To define factors that predict mortality and survival in patients with colorectal cancer who are aged 75 or over.


Retrospective study.


University hospital, Finland.


231 patients aged 75 or over who were admitted to hospital with colorectal cancer during the 14-year period 1980-93.


Morbidity, mortality, recurrence, and survival.

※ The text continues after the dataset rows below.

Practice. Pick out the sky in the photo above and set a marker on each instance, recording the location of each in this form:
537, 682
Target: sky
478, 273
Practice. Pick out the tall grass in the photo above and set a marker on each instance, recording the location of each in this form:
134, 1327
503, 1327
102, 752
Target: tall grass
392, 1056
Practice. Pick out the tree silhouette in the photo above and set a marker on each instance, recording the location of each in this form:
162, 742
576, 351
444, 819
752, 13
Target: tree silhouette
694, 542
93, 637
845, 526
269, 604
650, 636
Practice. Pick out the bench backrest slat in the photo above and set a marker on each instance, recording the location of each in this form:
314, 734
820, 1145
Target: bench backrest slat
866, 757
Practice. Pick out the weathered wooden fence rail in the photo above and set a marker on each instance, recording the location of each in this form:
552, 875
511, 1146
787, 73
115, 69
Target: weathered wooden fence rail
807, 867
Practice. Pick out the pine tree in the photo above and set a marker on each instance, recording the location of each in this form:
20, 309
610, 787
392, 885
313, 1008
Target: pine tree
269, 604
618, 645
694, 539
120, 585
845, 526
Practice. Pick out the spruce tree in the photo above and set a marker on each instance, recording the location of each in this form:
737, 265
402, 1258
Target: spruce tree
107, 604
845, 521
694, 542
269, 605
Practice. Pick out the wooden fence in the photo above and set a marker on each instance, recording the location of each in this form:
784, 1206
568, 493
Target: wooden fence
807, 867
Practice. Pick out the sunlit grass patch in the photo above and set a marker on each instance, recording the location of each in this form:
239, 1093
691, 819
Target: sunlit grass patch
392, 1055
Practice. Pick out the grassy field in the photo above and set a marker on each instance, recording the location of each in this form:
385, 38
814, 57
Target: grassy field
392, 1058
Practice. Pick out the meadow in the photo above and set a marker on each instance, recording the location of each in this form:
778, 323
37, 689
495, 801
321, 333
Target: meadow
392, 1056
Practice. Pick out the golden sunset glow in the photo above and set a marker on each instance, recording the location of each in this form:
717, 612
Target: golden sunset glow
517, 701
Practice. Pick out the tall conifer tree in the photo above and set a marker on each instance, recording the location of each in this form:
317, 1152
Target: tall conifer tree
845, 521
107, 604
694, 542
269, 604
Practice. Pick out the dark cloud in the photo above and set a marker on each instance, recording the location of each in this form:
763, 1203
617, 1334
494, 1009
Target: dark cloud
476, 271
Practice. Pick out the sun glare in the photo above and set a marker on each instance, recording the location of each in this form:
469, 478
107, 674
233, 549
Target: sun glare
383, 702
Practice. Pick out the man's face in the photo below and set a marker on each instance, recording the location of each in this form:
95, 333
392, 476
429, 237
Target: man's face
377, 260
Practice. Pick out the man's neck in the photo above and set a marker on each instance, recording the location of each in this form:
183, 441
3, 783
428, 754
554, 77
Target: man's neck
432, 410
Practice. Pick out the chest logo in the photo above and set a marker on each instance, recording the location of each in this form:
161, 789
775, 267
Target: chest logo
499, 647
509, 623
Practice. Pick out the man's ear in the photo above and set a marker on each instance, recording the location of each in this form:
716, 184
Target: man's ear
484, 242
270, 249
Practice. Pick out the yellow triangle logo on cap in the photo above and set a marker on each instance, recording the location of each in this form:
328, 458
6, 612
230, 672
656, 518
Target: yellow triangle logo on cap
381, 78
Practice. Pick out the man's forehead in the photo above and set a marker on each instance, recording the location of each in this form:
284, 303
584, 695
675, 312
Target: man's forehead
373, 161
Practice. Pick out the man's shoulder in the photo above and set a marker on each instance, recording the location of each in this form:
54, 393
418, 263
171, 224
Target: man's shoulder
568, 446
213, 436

In-hospital mortality after any kind of operation was 8/211 (4%), and 8/175 (5%) of those who had their tumours resected. Morbidity was 35/175 (20%). Factors associated with mortality were weight loss, Dukes'stage, extent of resection, and type of operation. Overall 5-year survival was 28%, overall 10-year survival was 4%, and median survival was 33 months (range 0-150). Survival was most closely related to Duke's stage, extent of resection, and recurrent disease on univariate analysis, but multivariate analysis identified only mode of recurrence (p < 0.0001), recurrent disease (p < 0.004), and extent of resection (p < 0.009) as independent predictors of survival. The recurrence rate after radical resection was 49/141 (35%) and the median disease-free interval was 10 months (range 4-64). Mortality after resection for recurrent cancer was 3/17 (18%) and morbidity 5/17 (29%).


Age alone is not a risk factor for postoperative mortality or a predictor of long-term survival. Low mortality and acceptable long-term survival can be achieved in patients aged 75 or over if those with extensive distant metastases, and those whose general condition is too poor to stand a major operation, are treated conservatively.